The changing market has seen a rise in owner-occupiers, repositioning and repurpose projects according to the Colliers Office Middle Markets Report.
A resurgent Office Middle Markets has seen a marked shift in office investment strategy, as purchasers increasingly look to reposition, repurpose or add value to secondary stock.
A total of 15 assets were exchanged nationally in the first quarter of 2024, totalling $719 million, according to the Colliers Office Middle Markets Report, an increase of 71 per cent over the same period of 2023. While investment-purpose transactions remain prevalent, purchasers are increasingly adopting diverse strategies to make the most of their
Notably, approximately 21 per cent of Office Middle Markets sales in 2023, between $10 million and $150 million, of existing office buildings were traded with repositioning/repurpose considerations or with vacant possession.
Of this cross section, residential development leads the way, accounting for 25 per cent, largely in the $10m to $50m price bracket. Approximately 13 per cent are planning a mixed-use development to better leverage the synergy of residential and retail demand, as well as flexible working space, and 6 per cent are looking to convert into a hotel. On top of this, 19 per cent are actively planning a repurposing project.
“We’re witnessing dynamic growth in adaptive reuse strategies, with investors seeing the potential of C and D grade stock, looking to transform it into a more profitable and desired use like residential, hotels, student accommodation and seniors living to take advantage of the high demand for these sectors,” Managing Director, Investment Services Matthew Meynell said.
Similarly, the rapid emergence of ESG considerations and trends like ‘flight to quality’ and the new expectations of the office experience have prompted a large proportion to undergo an upcycling process.
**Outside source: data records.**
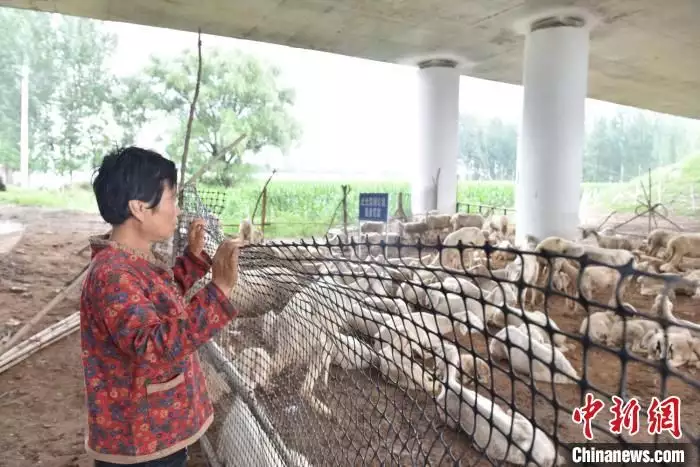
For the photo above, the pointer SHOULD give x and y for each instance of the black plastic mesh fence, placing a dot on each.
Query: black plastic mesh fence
(348, 354)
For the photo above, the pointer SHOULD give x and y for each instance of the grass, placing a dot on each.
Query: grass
(676, 186)
(303, 209)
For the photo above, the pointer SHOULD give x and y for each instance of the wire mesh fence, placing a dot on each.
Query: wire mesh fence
(459, 353)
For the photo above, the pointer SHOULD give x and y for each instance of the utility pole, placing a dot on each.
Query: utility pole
(24, 127)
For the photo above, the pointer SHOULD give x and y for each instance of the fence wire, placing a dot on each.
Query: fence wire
(348, 353)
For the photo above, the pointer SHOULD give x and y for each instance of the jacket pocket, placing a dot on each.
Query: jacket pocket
(165, 386)
(169, 411)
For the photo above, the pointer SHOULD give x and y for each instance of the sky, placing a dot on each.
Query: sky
(350, 109)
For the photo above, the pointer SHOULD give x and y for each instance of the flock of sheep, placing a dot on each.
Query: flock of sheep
(414, 317)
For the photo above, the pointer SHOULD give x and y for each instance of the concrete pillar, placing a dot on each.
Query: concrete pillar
(551, 143)
(438, 138)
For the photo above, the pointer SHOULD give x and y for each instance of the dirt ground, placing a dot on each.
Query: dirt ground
(41, 399)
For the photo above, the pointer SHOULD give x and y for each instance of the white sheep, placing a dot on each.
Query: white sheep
(677, 346)
(308, 333)
(515, 345)
(449, 255)
(460, 220)
(634, 333)
(515, 316)
(372, 227)
(598, 326)
(503, 436)
(242, 441)
(612, 242)
(561, 246)
(680, 245)
(658, 239)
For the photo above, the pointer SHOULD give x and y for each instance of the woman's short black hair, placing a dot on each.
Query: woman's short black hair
(131, 173)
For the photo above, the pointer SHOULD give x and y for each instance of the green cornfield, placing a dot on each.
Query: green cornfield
(307, 208)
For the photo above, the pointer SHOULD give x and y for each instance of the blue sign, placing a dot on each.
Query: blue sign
(374, 207)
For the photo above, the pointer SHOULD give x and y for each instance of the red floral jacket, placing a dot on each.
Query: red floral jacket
(146, 393)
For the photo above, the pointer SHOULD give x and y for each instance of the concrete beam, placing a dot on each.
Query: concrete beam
(640, 52)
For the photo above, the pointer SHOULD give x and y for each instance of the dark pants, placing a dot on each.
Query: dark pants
(177, 459)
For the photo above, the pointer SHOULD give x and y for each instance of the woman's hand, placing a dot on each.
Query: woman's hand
(224, 270)
(195, 237)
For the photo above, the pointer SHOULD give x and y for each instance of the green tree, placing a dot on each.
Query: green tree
(488, 147)
(81, 101)
(238, 95)
(27, 38)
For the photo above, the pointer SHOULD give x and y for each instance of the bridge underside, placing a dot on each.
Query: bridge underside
(642, 52)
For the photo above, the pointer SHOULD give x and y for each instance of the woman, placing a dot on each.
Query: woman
(146, 394)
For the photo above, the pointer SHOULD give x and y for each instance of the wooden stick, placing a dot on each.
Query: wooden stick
(188, 134)
(263, 214)
(211, 161)
(346, 190)
(193, 105)
(56, 332)
(50, 306)
(20, 347)
(38, 337)
(255, 211)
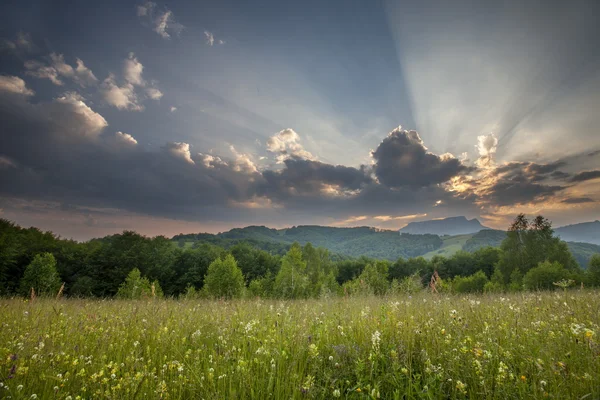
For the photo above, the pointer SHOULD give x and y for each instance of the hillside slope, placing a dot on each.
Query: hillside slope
(446, 226)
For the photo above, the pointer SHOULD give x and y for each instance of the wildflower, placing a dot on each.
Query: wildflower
(376, 340)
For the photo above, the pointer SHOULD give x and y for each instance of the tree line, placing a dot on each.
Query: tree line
(130, 265)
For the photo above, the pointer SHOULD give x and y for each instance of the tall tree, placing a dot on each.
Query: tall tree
(41, 275)
(224, 278)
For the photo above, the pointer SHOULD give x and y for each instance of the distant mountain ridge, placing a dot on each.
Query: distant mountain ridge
(382, 244)
(587, 232)
(447, 226)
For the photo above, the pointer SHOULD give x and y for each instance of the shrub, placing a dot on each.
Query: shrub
(41, 275)
(544, 275)
(224, 279)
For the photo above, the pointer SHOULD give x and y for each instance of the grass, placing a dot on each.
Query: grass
(452, 244)
(534, 345)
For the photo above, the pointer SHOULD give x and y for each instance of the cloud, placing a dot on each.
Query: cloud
(21, 42)
(132, 70)
(585, 176)
(125, 139)
(180, 150)
(402, 160)
(122, 97)
(163, 22)
(578, 200)
(6, 162)
(302, 177)
(145, 9)
(14, 84)
(154, 93)
(94, 123)
(285, 144)
(486, 147)
(210, 39)
(243, 162)
(56, 67)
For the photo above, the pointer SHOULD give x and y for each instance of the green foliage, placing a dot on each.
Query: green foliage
(136, 287)
(292, 280)
(593, 270)
(529, 243)
(545, 275)
(224, 279)
(470, 284)
(41, 275)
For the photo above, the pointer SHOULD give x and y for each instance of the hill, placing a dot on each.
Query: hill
(446, 226)
(353, 242)
(365, 241)
(588, 232)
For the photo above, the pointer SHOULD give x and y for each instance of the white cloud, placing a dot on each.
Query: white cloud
(125, 139)
(21, 42)
(210, 39)
(6, 162)
(180, 150)
(486, 146)
(14, 84)
(57, 66)
(93, 122)
(145, 9)
(286, 144)
(132, 70)
(154, 93)
(122, 97)
(243, 162)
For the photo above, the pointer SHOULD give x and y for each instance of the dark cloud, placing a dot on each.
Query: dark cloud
(585, 176)
(578, 200)
(402, 160)
(302, 177)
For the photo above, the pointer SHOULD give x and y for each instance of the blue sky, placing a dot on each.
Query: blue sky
(201, 116)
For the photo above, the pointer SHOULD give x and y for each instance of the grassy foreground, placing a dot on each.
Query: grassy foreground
(428, 346)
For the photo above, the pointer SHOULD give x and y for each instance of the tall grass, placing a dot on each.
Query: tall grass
(534, 345)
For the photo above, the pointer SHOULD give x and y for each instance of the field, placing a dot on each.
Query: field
(530, 345)
(452, 244)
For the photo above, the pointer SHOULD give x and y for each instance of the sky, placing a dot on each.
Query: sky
(202, 116)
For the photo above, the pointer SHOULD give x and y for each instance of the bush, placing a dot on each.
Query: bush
(224, 279)
(41, 275)
(471, 284)
(136, 287)
(544, 275)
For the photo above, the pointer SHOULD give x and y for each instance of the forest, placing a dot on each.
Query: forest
(131, 265)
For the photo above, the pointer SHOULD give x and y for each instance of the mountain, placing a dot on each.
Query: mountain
(587, 232)
(353, 242)
(446, 226)
(369, 242)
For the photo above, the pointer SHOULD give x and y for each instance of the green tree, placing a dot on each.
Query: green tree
(375, 276)
(292, 281)
(593, 271)
(136, 287)
(41, 275)
(224, 278)
(544, 275)
(529, 243)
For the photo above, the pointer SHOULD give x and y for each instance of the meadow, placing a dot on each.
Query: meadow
(429, 346)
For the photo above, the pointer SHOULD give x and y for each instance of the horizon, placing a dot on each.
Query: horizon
(172, 235)
(204, 117)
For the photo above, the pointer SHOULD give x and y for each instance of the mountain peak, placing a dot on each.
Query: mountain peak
(458, 225)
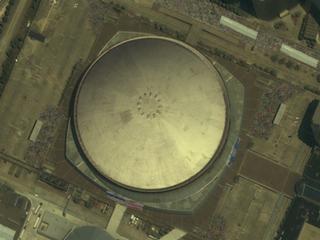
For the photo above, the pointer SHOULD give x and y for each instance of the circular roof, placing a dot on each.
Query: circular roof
(88, 233)
(150, 113)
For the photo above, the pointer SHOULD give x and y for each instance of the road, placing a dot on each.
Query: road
(217, 37)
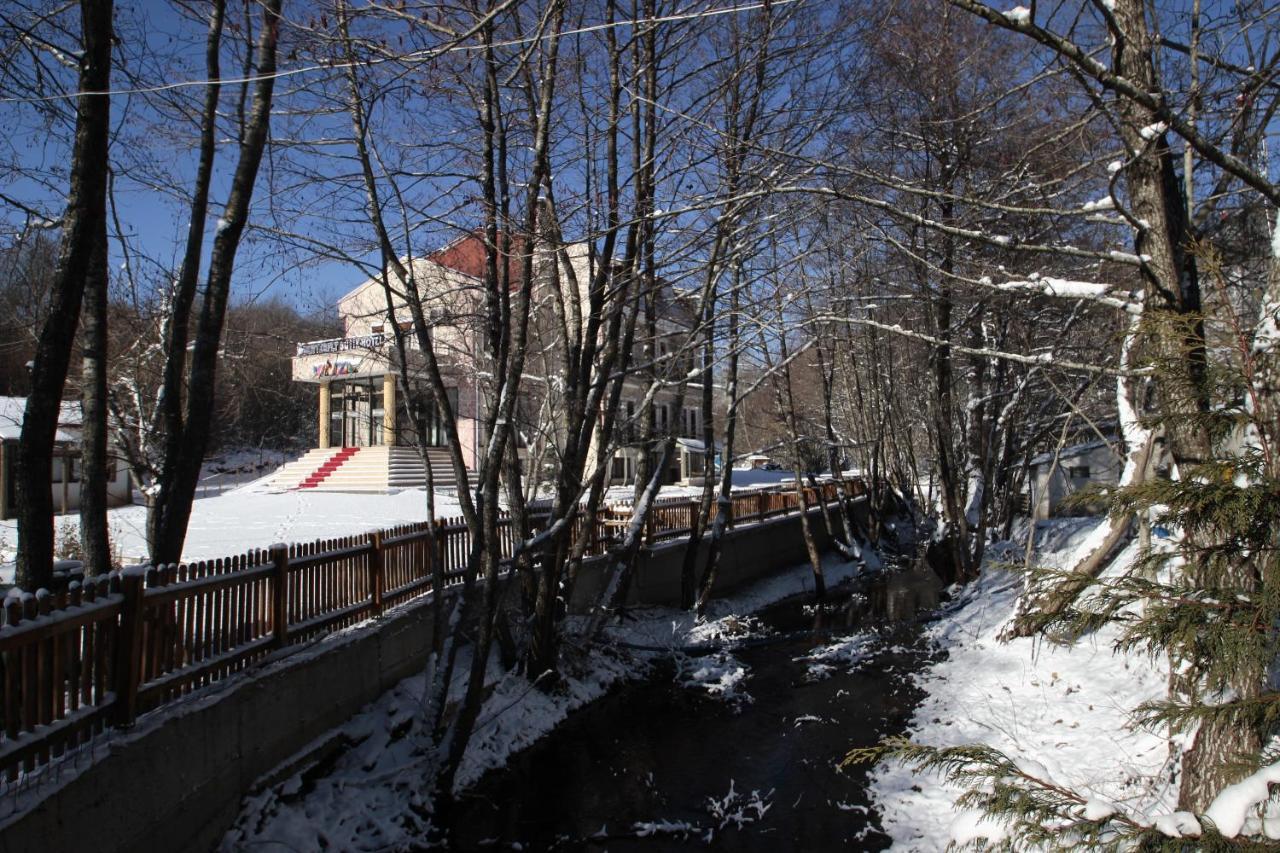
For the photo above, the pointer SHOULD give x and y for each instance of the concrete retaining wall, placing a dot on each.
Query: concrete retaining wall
(176, 781)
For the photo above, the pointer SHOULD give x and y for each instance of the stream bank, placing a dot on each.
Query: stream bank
(745, 757)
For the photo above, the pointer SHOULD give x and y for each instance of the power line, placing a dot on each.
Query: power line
(415, 56)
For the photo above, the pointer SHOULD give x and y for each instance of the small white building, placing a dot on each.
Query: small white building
(65, 482)
(1055, 477)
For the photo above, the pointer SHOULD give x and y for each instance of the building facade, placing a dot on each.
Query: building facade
(362, 400)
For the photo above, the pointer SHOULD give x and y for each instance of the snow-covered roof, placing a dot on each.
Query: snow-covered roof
(1069, 452)
(12, 410)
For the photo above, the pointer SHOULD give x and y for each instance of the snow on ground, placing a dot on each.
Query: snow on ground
(234, 512)
(1064, 707)
(369, 796)
(247, 518)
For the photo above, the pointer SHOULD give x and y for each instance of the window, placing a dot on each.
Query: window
(690, 423)
(71, 465)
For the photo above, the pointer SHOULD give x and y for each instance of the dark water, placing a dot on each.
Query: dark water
(656, 751)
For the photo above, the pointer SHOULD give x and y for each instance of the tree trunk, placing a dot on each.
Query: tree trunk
(181, 471)
(82, 223)
(94, 532)
(169, 418)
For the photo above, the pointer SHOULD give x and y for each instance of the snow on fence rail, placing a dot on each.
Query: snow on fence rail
(101, 652)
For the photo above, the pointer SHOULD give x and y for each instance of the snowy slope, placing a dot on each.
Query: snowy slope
(1064, 707)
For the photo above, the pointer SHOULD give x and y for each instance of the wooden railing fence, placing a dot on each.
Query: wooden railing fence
(106, 649)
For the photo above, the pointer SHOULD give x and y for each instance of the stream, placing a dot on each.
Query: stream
(662, 766)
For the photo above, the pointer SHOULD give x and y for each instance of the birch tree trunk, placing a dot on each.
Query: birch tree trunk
(83, 226)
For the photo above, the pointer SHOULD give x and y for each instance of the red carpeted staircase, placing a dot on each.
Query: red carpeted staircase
(328, 468)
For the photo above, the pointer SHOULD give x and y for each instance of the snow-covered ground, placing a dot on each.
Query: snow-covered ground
(1063, 707)
(370, 796)
(234, 512)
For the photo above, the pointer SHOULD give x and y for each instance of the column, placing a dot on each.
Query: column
(324, 415)
(4, 480)
(389, 409)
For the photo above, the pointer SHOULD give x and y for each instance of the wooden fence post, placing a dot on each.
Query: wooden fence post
(439, 548)
(279, 592)
(128, 653)
(375, 571)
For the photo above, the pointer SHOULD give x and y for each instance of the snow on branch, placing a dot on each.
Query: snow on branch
(1072, 290)
(1043, 359)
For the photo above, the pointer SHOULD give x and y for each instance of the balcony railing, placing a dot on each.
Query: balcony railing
(342, 345)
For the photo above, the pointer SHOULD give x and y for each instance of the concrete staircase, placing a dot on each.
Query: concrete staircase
(405, 468)
(328, 468)
(364, 469)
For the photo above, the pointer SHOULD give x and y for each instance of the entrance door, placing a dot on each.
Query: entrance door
(361, 411)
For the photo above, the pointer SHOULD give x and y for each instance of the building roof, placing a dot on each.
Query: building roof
(12, 410)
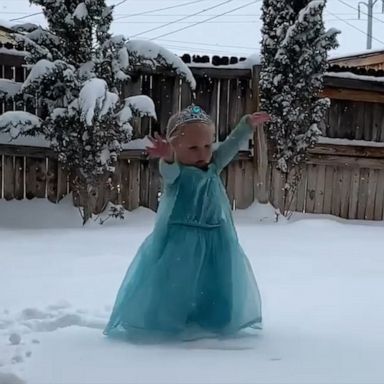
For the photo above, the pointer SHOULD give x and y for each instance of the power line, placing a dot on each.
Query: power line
(206, 44)
(118, 4)
(353, 26)
(159, 10)
(213, 22)
(204, 21)
(25, 17)
(364, 13)
(181, 19)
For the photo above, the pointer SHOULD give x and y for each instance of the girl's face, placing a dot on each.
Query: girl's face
(193, 144)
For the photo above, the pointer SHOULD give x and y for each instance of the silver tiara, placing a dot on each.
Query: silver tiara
(192, 113)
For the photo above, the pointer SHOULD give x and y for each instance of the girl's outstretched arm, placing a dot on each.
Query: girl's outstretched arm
(169, 169)
(237, 138)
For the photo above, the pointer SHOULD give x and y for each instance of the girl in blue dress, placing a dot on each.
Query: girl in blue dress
(190, 278)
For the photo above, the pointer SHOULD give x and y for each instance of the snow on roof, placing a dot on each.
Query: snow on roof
(152, 52)
(13, 52)
(81, 12)
(141, 104)
(5, 24)
(367, 52)
(9, 87)
(350, 75)
(18, 122)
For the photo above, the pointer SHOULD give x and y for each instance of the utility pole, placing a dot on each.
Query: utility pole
(370, 5)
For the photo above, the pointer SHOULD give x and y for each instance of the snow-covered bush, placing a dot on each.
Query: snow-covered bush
(77, 70)
(295, 45)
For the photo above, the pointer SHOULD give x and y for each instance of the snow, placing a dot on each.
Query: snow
(30, 141)
(337, 56)
(138, 144)
(81, 12)
(18, 122)
(9, 87)
(42, 68)
(349, 75)
(141, 104)
(152, 53)
(362, 143)
(5, 24)
(92, 98)
(12, 51)
(320, 279)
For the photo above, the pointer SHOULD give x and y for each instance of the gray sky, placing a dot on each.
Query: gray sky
(236, 32)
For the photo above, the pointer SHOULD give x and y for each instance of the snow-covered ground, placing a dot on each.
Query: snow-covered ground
(321, 281)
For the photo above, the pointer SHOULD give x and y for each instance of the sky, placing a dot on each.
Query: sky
(230, 27)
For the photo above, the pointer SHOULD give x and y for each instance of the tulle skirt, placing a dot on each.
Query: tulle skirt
(186, 282)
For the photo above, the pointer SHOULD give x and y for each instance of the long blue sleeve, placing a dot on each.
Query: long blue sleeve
(169, 171)
(232, 144)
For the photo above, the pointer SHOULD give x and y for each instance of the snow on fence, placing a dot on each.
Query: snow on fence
(344, 174)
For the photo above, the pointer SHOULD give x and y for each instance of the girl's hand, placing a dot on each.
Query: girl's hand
(258, 118)
(160, 148)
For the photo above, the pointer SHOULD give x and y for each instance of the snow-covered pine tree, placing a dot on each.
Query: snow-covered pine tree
(77, 70)
(295, 45)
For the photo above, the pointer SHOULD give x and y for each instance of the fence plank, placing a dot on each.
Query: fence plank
(1, 175)
(204, 93)
(378, 215)
(320, 187)
(134, 184)
(234, 103)
(223, 122)
(144, 184)
(245, 183)
(231, 183)
(378, 122)
(52, 180)
(62, 182)
(19, 178)
(186, 95)
(363, 192)
(278, 189)
(291, 194)
(302, 191)
(354, 194)
(162, 94)
(41, 177)
(9, 178)
(336, 191)
(154, 186)
(368, 118)
(124, 183)
(327, 201)
(371, 194)
(346, 176)
(311, 189)
(260, 163)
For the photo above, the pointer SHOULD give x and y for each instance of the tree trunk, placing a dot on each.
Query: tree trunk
(91, 196)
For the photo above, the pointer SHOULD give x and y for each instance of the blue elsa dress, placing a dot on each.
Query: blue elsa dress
(190, 278)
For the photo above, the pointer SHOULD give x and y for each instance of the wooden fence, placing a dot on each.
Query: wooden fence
(344, 180)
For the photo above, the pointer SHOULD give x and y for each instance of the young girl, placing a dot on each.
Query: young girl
(190, 277)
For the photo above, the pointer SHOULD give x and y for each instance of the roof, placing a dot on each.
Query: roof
(6, 35)
(358, 55)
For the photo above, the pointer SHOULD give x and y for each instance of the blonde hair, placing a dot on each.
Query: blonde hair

Approximately 25 per cent are likely to either upcycle or rebuild to provide improved amenities, flexible spaces of higher ESG ratings.
“Owners fully recognise that the demand of the office experience has changed, with tenants expecting the latest in technology, sustainability and lifestyle. With this in mind, it’s no surprise that a significant portion of new owners of lower grade properties have opted to reposition or rebuild their assets, allowing them the opportunity to upgrade to a premium level to keep in line with what is required to remain competitive in this market,” Ms Meynell said.
Based on 2023 transactions between $10 million and $150 million, a total area of 52,000sqm is likely to be withdrawn nationally for alternative uses, predominantly in metro and fringe markets. While transaction data suggests increased repositioning activity in the CBD markets, some existing property owners are also considering changing the property use. This could lead to further withdrawals from CBD markets in addition to the current repurposing.
Colliers Research shows that a total of 122,000sqm of permanent withdrawal nationallly is needed for CBD office markets to revert back to historical long-term vacancy averages, driven by secondary assets with high vacancy profiles to meet the balance between supply and demand.
“In the long run we expect the impact to not only be highly beneficial to the office sector, but also the CBD’s in which this occurs. There will be a healthier office market headlined by more Prime grade stock and it will create a more diversified CBD environment. Adding more residential, hotel and other accomodation elements will form better economic diversity, with a greater mix of workers, tourists and residents. This in turn creates a more well-rounded economy which is positive for a broad mix of business sectors,” Associate Director, Investment Services Catherine Scott said.
On top of this, owner-occupiers have seen a prominent increase in activity, accounting for 12 per cent of total transactions in 2023 compared to the historical average of 4 per cent.
Transactions predominantly fell below the $50 million mark and were concentrated in fringe and metro markets, allowing owner - occupiers to align with peer organisations or establish proximity to their customer and client bases.
“Many owner-occupier purchasers have articulated plans to refurbish their office spaces before occupancy, aiming to optimise space utilisation and enhance appeal to employees. This strategic approach reflects a broader acknowledgment of the role of workspace design and functionality in fostering employee satisfaction and encouraging a return to the office,” Ms Scott added.